Since the 2018 attack, North Korean cybercriminals have become more sophisticated in on-chain laundering. These improvements occurred in tandem with the increasing sophistication of US investigators and blockchain analytics - and were likely driven by them. In the 2019 DragonEx hack, Lazarus “funneled stolen crypto assets through mixing services, which suggests increased knowledge of the cryptocurrency environment and its tools.” While Lazarus expended substantial effort to anonymize the BTC stolen in the DragonEx hack, other assets, including Ethereum and TRON, were laundered only to a minimal extent.

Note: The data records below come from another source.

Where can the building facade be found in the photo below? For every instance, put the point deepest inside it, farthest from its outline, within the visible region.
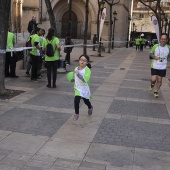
(141, 18)
(23, 10)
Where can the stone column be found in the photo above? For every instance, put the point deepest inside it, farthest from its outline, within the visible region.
(15, 14)
(20, 2)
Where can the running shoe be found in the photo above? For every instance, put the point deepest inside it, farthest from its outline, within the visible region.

This trend continued with the 2020 KuCoin hack, which resulted in the theft of $280 million worth of various cryptocurrencies. According to the report, “The laundering of KuCoin’s stolen assets diverged sharply from prior Lazarus operations. Instead of partially haphazard obfuscation efforts during past intrusions, this time North Korean hackers showed more rigor through employing several advanced techniques to try to comprehensively obscure their activity.” Specifically, the report explains that Lazarus Group used three mixing services — including Tornado Cash — to wash the stolen funds and engaged with decentralized finance (DeFi) protocols in order to obfuscate the flow of funds on chain.

Even trained North Korean cybercriminals slip-up - and that’s okay (for them)

While each of the attacks succeeded in stealing cryptocurrency, mistakes were made that could be instructive for law enforcement and cryptocurrency businesses and it is clear that DPRK actors are relatively more advanced in hacking than in laundering funds. TRM’s blockchain intelligence also indicated that DPRK actors were willing to cash out non-BTC and non-ETH assets without fully anonymizing their transactions, eschewing mixing services and using only simple methods to attempt to liquidate funds. Even in the more sophisticated KuCoin hack, DPRK actors elected not to use certain anonymizing features of Tornado Cash and, as a result, “investigators were able to link the post-Tornado withdrawals together and, given the size of the KuCoin theft, ultimately connect them to the original hack.”

Conclusion

The CNAS report is significant in that it provides analysis of the hacks but also leverages TRM to track and trace the flow of funds in order to provide color, not only on the fact that North Korean actors launder funds, but how they do so through a web of increasingly sophisticated on-chain money laundering techniques. Still, the goal is simple - to move the stolen funds from the hacked exchange to usable fiat as quickly as possible. As long as DPRK cybercriminals, and the regime which controls them, face no real consequences for these heists, we will continue to see them proliferate. However, the nature of the blockchain allows investigators to track and trace the flow of funds resulting in a race to the off ramps. As DPRK cybercriminals become more sophisticated so do the next generation blockchain intelligence tools and the investigators that use them.